Nearly all development banks committed to cutting coal investment, data shows
Nearly all internationally available development financing is now committed to reducing or ending investment in coal-fired power after moves by China and the G20 to stop supporting new projects overseas, new research showed on Tuesday.
Just before a new round of climate talks began in Glasgow, the G20 nations pledged on Sunday to end finance for all coal-fired power plants overseas.
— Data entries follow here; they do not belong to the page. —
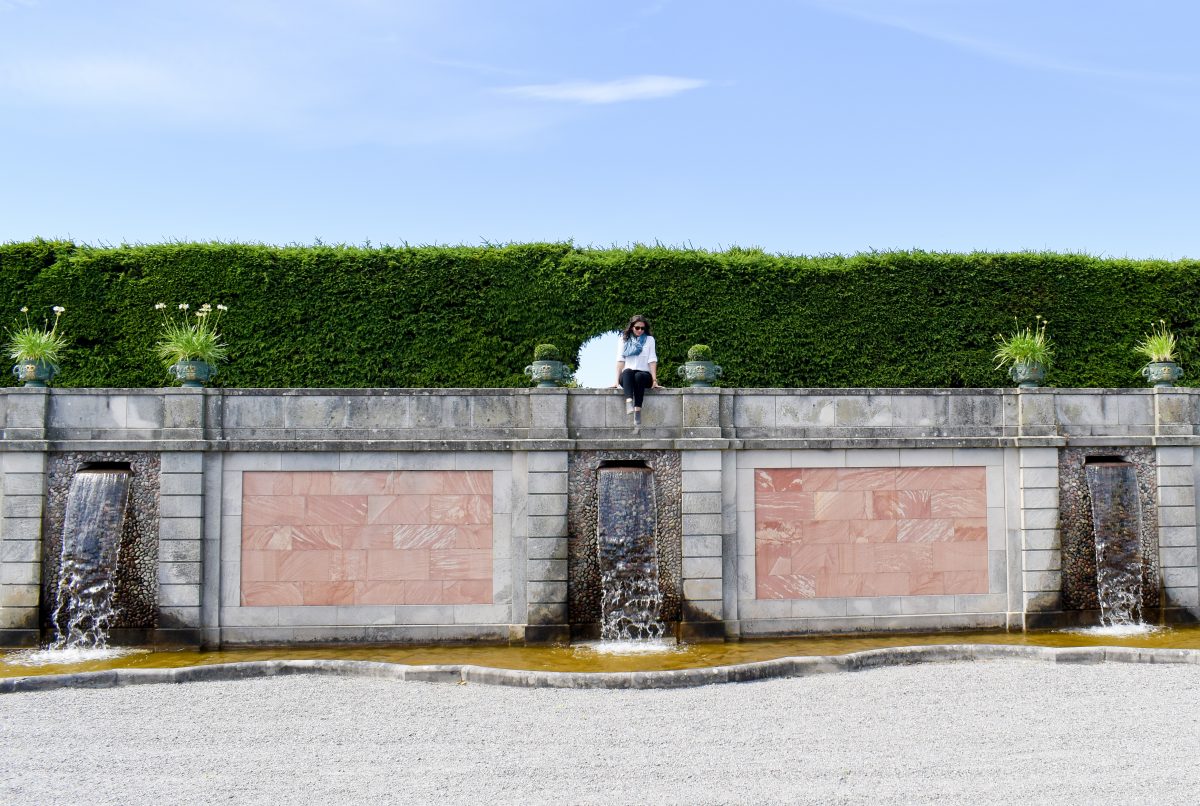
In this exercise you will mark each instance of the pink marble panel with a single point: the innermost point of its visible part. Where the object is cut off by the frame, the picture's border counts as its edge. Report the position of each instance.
(399, 509)
(840, 505)
(335, 510)
(873, 531)
(311, 483)
(360, 482)
(265, 483)
(327, 593)
(359, 537)
(395, 564)
(273, 510)
(959, 504)
(265, 537)
(473, 536)
(468, 591)
(270, 594)
(867, 479)
(460, 564)
(438, 535)
(897, 504)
It followed a similar commitment made by Chinese President Xi Jinping to the United Nations General Assembly in September.
According to new research from Boston University's Global Development Policy Center, the G20 pledge means that 99% of all development finance institutions are committed to cutting coal investment and raising support for renewables.
“If these institutions live up to their commitments, it will be easier for developing countries to find official finance for renewable energy and coal power phase-out than for building new coal-fired power plants,” said Rebecca Ray, senior researcher at the GDP Center and one of the study's authors.
The study said only three major “holdouts” remain — the Development Bank of Latin America, the Islamic Development Bank and the New Development Bank — though many of the major shareholders in those institutions were part of the G20 pledge.
Xi's September announcement that China would no longer be involved in overseas coal projects was the most significant change so far, depriving coal-fired power of its biggest financial backers, including the China Development Bank and the Export-Import Bank of China, the study said.
The decision appears to have had an immediate effect on the country's financial institutions, with the Bank of China vowing to end new overseas coal mining and power projects starting in October.
One expert involved in drawing up guidelines to decarbonise China's Belt and Road investments said Chinese financial institutions were aware of the waning demand for coal-fired power, making it easier for Xi's order to be implemented.
“They are quite serious about it,” said the expert, who did not want to be named because of the sensitivity of the matter. “They are not looking for excuses to continue the projects; they are looking for reasons not to continue.”
With coal already struggling to compete with renewables — and many analysts forecasting that the sector will eventually consist of billions of dollars worth of “stranded assets” — China's decision to pull out represented a rare alignment of political, economic and climate interests, analysts said.
“The economics have changed, and their experience with financing coal with the Belt and Road Initiative wasn't good — there are already issues with host countries defaulting on debt,” said Matt Gray, analyst with the climate think-tank TransitionZero. “I think they now have the political signals (to stop investing) that they have been crying out for all along.”